Hi everyone. I am officially going into storm mode on the site. This means I will be updating at least daily on the status of this very large storm coming next Tuesday. This past week I have been tracking a tropical system (now TS Sandy) that has the potential to ride up the Eastern Seaboard and retrograde west into the mid-atlantic, causing widespread damage. Even though we are a week out, there has been an unusual consensus with the forecast models up to this point, which is concerning. Like always, there are two possible scenarios.
Scenario 1: Hurricane Sandy retrogrades west into mid-atlantic
Most of the models (European, nogaps, canadian, japanese, and UK) have been showing Sandy strengthening into a hurricane, phasing with the approaching cold front, and retrograding westward into the trough. This retrograde would have devestating effects on the Northeast region. The models are also projecting Sandy having a minimum central pressure of 940 mb, equivalent to a category 3 storm.
When Sandy starts to curve back west, she will also bring in cold air from the northwest. Because of her projected strength, this would cause much of the rain to turn to snow in some areas. Accumulations could measure in feet in some places as the cold air is rushed in aloft. The storm, of course would also bring heavy rain and near hurricane force winds (much like Irene last year). Rain measurements from a few of the models have measured near 10 inches in places. Obviously, this is just a scenario that the forecast models have been projecting. It may or may not come true. But because it is possible, we have to make the necessary precautions.

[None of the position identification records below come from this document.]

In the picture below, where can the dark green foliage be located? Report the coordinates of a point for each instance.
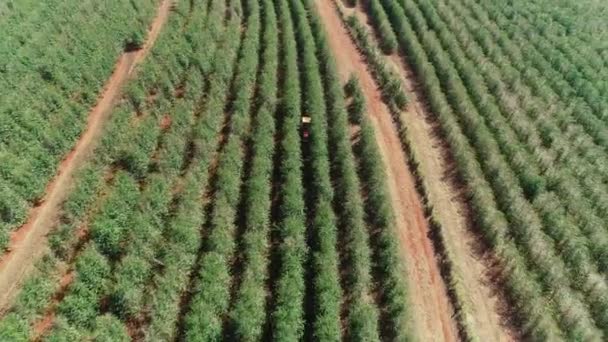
(45, 97)
(389, 81)
(81, 305)
(287, 315)
(384, 31)
(327, 293)
(110, 329)
(356, 108)
(246, 316)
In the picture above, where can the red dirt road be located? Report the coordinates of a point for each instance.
(29, 241)
(475, 269)
(429, 303)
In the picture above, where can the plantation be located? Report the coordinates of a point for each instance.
(327, 170)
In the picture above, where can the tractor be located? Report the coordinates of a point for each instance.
(305, 128)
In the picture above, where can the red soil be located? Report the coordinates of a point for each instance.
(429, 303)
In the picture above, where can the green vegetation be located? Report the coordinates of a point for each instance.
(55, 57)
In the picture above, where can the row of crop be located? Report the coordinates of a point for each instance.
(564, 185)
(362, 314)
(455, 289)
(81, 203)
(390, 84)
(387, 268)
(384, 31)
(577, 108)
(527, 227)
(556, 223)
(182, 238)
(524, 290)
(578, 207)
(45, 97)
(586, 81)
(287, 302)
(246, 316)
(119, 149)
(555, 129)
(211, 295)
(124, 233)
(324, 265)
(586, 159)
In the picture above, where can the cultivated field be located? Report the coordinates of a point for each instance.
(320, 170)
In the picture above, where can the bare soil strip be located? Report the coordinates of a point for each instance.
(430, 306)
(29, 241)
(474, 267)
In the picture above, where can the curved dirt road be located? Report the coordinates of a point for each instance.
(431, 311)
(29, 241)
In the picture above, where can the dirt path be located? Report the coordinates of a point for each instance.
(431, 308)
(474, 267)
(29, 241)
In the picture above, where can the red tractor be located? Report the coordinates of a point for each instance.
(305, 128)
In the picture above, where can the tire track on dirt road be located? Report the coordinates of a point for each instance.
(430, 306)
(29, 241)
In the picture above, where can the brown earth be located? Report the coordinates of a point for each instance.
(429, 303)
(474, 267)
(29, 241)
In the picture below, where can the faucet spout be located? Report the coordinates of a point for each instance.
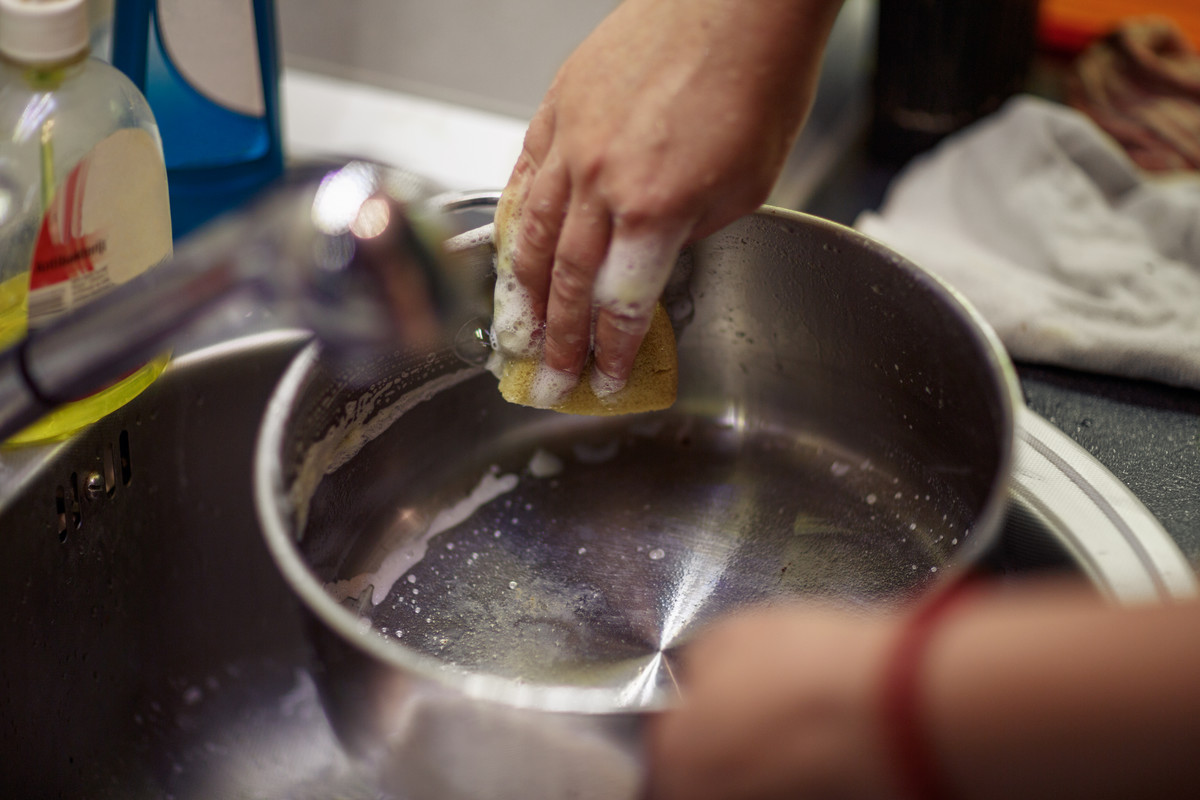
(354, 253)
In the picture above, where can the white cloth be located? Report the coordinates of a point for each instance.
(1074, 256)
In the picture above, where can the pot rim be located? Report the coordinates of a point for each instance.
(271, 495)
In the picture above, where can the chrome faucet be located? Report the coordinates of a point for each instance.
(354, 253)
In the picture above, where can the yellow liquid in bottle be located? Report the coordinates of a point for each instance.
(71, 417)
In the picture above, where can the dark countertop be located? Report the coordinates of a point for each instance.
(1146, 434)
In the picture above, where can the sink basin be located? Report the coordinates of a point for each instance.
(150, 649)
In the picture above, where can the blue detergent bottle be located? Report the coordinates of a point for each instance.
(210, 71)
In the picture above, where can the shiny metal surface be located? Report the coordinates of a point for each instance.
(154, 650)
(844, 429)
(342, 250)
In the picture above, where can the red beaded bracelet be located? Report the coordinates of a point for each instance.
(915, 762)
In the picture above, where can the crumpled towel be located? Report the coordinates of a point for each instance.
(1074, 256)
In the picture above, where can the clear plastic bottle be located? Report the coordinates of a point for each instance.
(83, 187)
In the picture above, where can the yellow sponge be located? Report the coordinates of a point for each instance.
(652, 384)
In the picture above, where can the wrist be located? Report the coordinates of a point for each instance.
(911, 757)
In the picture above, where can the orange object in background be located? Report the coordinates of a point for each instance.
(1071, 25)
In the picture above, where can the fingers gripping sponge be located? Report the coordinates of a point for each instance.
(652, 384)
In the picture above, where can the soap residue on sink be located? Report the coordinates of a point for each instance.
(492, 485)
(359, 425)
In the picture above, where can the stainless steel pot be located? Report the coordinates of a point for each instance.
(497, 593)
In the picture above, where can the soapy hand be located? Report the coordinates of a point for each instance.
(671, 120)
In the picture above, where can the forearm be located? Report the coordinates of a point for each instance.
(1051, 693)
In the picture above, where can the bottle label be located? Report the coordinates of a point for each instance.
(107, 222)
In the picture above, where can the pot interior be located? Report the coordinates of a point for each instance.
(843, 431)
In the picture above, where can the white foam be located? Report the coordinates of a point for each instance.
(550, 386)
(403, 558)
(635, 271)
(603, 384)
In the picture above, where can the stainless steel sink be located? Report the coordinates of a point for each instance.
(149, 649)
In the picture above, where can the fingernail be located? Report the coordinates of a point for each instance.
(603, 384)
(550, 388)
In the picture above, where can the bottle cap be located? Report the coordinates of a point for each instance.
(42, 31)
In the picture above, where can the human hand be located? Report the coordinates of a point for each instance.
(671, 120)
(780, 704)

Here is the snowfall map (in inches) for the storm:
Scenario 2: Out to Sea
As of right now, only one forecast model is showing the out to sea scenario: the GFS. The GFS model is known to be the second most reliable after the European (scenario 1 model), For this scenario, Sandy would strengthen into a sizable hurricane, but she would never phase with the front or trough. As a result, she would turn out to sea, giving us minimum effects. See the map below for scenario 2:
Here is a larger scale map showing both scenarios:
Either way the storm goes, anyone up and down the eastern seaboard needs to start thinking about preparations for this storm. It’s better to be prepared, even if the storm heads out to sea. Preparations include: making sure you have batteries, food, flashlights etc. As we head closer to next Tuesday, tying down/bringing in any outdoor furniture would be a good idea as well.